35.2 The Board is not convinced by the arguments of the Proprietor in this respect. The skilled person reads a patent application or specification in order to extract the relevant technical information, and does not limit him- or herself to linguistic considerations. Paragraph 18 provides two technical relevant bits of information: that an offset is computed and stored and that a display controller uses the offset to perform a jumping display operation. Paragraph 19 states then that the offset allows for a display of two specimen areas in corresponding positions. In the Board's view, the technical information that the skilled person will unambiguously extract from these two adjacent paragraphs is that the offset computation plays an essential role in the display method and that it is for this purpose that it is computed. This corresponds to the "temporal" interpretation according to the Opponent. Hence, although the offset can be computed independently of its purpose, the application discloses that the offset is computed for its use by the display controller.
35.3 The skilled person will also understand from other parts of the description that the display method, while still using the offset, may be different (synchronous, paragraph 88). But even if this allows a choice, the disclosure still implies a combination of the offset computation and storage with one of the two display methods.
36. The Board concludes that the subject matter of claim 1 of the patent as maintained extends beyond the content of the application as originally filed.

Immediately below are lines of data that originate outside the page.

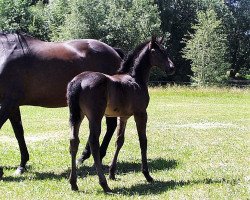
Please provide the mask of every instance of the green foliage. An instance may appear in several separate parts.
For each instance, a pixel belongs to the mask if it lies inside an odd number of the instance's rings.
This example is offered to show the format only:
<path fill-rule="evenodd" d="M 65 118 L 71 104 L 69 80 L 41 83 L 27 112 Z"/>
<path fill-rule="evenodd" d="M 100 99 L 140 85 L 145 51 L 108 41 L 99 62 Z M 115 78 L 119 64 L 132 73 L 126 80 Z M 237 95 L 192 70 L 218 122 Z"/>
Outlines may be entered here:
<path fill-rule="evenodd" d="M 131 118 L 118 158 L 117 180 L 107 179 L 114 193 L 103 193 L 92 157 L 78 168 L 79 192 L 71 191 L 68 108 L 22 106 L 28 171 L 13 176 L 20 153 L 8 122 L 0 131 L 4 168 L 0 199 L 249 199 L 250 90 L 168 87 L 149 88 L 149 93 L 148 165 L 155 182 L 147 183 L 141 173 Z M 101 136 L 105 131 L 104 120 Z M 88 134 L 85 119 L 78 156 Z M 113 158 L 115 140 L 116 135 L 103 159 L 105 165 Z"/>
<path fill-rule="evenodd" d="M 250 70 L 250 1 L 237 1 L 230 10 L 234 17 L 230 43 L 232 68 L 247 73 Z"/>
<path fill-rule="evenodd" d="M 0 29 L 28 32 L 31 13 L 30 0 L 0 0 Z"/>
<path fill-rule="evenodd" d="M 227 61 L 227 35 L 214 10 L 198 12 L 194 34 L 186 41 L 184 57 L 191 60 L 193 81 L 198 85 L 221 84 L 230 67 Z"/>
<path fill-rule="evenodd" d="M 131 50 L 154 33 L 160 19 L 152 0 L 74 0 L 60 38 L 95 38 Z M 70 28 L 69 28 L 70 27 Z"/>
<path fill-rule="evenodd" d="M 42 1 L 30 7 L 31 20 L 28 26 L 28 32 L 41 40 L 50 40 L 50 24 L 48 21 L 45 6 Z"/>
<path fill-rule="evenodd" d="M 51 3 L 45 6 L 44 12 L 47 16 L 50 29 L 50 39 L 52 41 L 58 41 L 62 33 L 62 27 L 65 25 L 66 17 L 70 13 L 70 0 L 53 0 Z M 73 12 L 73 11 L 72 11 Z M 69 29 L 73 29 L 75 23 L 70 24 Z M 67 31 L 64 30 L 64 32 Z"/>

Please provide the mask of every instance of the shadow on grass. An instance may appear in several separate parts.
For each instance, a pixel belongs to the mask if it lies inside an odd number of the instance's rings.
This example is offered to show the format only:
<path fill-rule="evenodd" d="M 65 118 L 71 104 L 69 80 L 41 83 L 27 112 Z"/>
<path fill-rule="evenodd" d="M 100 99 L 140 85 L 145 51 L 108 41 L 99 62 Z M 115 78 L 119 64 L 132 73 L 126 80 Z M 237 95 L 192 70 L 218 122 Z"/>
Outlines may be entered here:
<path fill-rule="evenodd" d="M 193 181 L 154 181 L 153 183 L 144 183 L 133 185 L 129 188 L 115 188 L 114 194 L 122 194 L 126 196 L 133 195 L 148 195 L 148 194 L 161 194 L 168 190 L 175 190 L 179 187 L 198 184 L 221 184 L 221 183 L 237 184 L 238 180 L 226 180 L 226 179 L 204 179 Z"/>
<path fill-rule="evenodd" d="M 150 171 L 161 171 L 161 170 L 170 170 L 176 168 L 178 162 L 176 160 L 165 160 L 163 158 L 157 158 L 154 160 L 148 159 L 148 167 Z M 109 167 L 107 165 L 103 166 L 105 174 L 109 173 Z M 116 174 L 124 174 L 129 172 L 140 172 L 141 163 L 137 162 L 118 162 L 117 163 L 117 172 Z M 78 175 L 80 176 L 89 176 L 96 175 L 96 170 L 94 167 L 81 166 L 78 169 Z"/>
<path fill-rule="evenodd" d="M 176 160 L 164 160 L 162 158 L 157 158 L 154 160 L 148 160 L 148 166 L 150 171 L 159 171 L 159 170 L 169 170 L 174 169 L 178 165 Z M 10 167 L 10 166 L 4 166 L 4 170 L 15 170 L 16 167 Z M 34 172 L 31 170 L 31 167 L 27 167 L 28 172 L 30 172 L 32 175 L 26 173 L 21 176 L 8 176 L 3 177 L 2 180 L 4 181 L 23 181 L 26 179 L 32 179 L 32 180 L 52 180 L 52 179 L 67 179 L 70 174 L 70 169 L 65 170 L 62 173 L 54 173 L 54 172 Z M 80 177 L 86 177 L 86 176 L 95 176 L 96 170 L 94 167 L 89 166 L 81 166 L 78 170 L 78 176 Z M 108 166 L 104 166 L 104 173 L 108 174 Z M 123 174 L 128 172 L 140 172 L 141 171 L 141 163 L 131 163 L 131 162 L 121 162 L 117 163 L 117 174 Z"/>

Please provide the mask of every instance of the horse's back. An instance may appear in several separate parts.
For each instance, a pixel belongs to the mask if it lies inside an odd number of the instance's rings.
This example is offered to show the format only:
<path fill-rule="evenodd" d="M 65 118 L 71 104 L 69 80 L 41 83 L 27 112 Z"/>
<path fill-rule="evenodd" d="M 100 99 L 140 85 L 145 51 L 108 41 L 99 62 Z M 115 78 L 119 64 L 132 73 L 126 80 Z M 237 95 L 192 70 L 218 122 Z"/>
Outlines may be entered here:
<path fill-rule="evenodd" d="M 43 42 L 27 38 L 22 46 L 8 48 L 7 57 L 0 55 L 0 98 L 4 93 L 12 96 L 15 88 L 22 96 L 20 105 L 66 106 L 66 86 L 74 76 L 88 70 L 114 74 L 121 63 L 112 47 L 97 40 Z"/>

37. Therefore, the decision under appeal must be set aside.
Remittal
38. The auxiliary requests on file have been presented, but not discussed in the first instance proceedings. The Opponent has, for all these requests, raised a number of objections related to Article 123(2) and Article 56 EPC, and also filed new documents which may be pertinent to these requests, and which may require a decision on admittance or an analysis in substance. The Board finds appropriate in this case to remit the case to the Opposition Division for further prosecution (Article 111(1) EPC, Article 11 RPBA 2020).
Order
For these reasons it is decided that:
1. The decision under appeal is set aside.
2. The case is remitted to the Opposition Division for further prosecution.